Black Issues Book Review

Summer Sun Risin’

Summer Sun Risin’ – Book Review

Vanessa E. Jones

by W. Nikola-Lisa, illustrated by Don Tate Lee & Low Books, April 2002 $16.95, ISBN 1-584-30034-5

Summer Sun Risin’ is a lively picture book that captures the sights, sounds and activities of an African-American boy’s day on his parents’ farm. Author W. Nikola-Lisa manages to cover a lot of ground in a small amount of space. Readers follow the unnamed child through his day, from his early-morning, wake-up call by the family rooster to his parents lulling him to sleep at night. A hard day’s work for the boy includes milking the cows and feeding the pigs. Then father and son head to the river to catch fish for dinner. Nikola-Lisa details the action with simple, evocative prose: Fence on the hill,/corn in a row./Hay in the field/ready to mow./Pa takes the wheel,/I work the gears./Summer sun’s blazin’,/ burnin’ our ears.
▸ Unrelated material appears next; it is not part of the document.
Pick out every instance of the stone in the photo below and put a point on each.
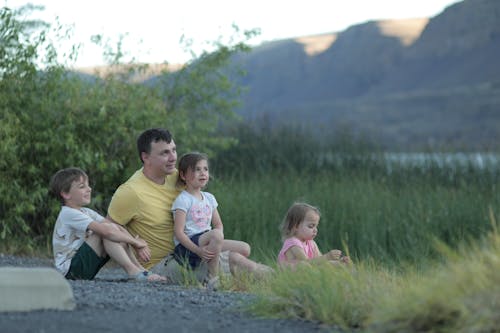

Illustrator Don Tate pushes beyond Nikola-Lisa’s verbal guidelines by including visual grace notes that add dimension to the characters. Tate shows the father playing his guitar on the porch after putting his son to bed. The little boy’s love of farming is evidenced by the toy tractor tucked in a corner of his bedroom. You do wonder, however, why the child is working on the farm instead of attending school. The text never explains if these activities are taking place on a holiday or a weekend, or during summer vacation. In all, Summer Sun Risin’ is a fun way for children to learn about African-American farmers and farming, a field that blacks are just a miniscule part of.

–Vanessa E. Jones is a staff reporter at the Boston Globe.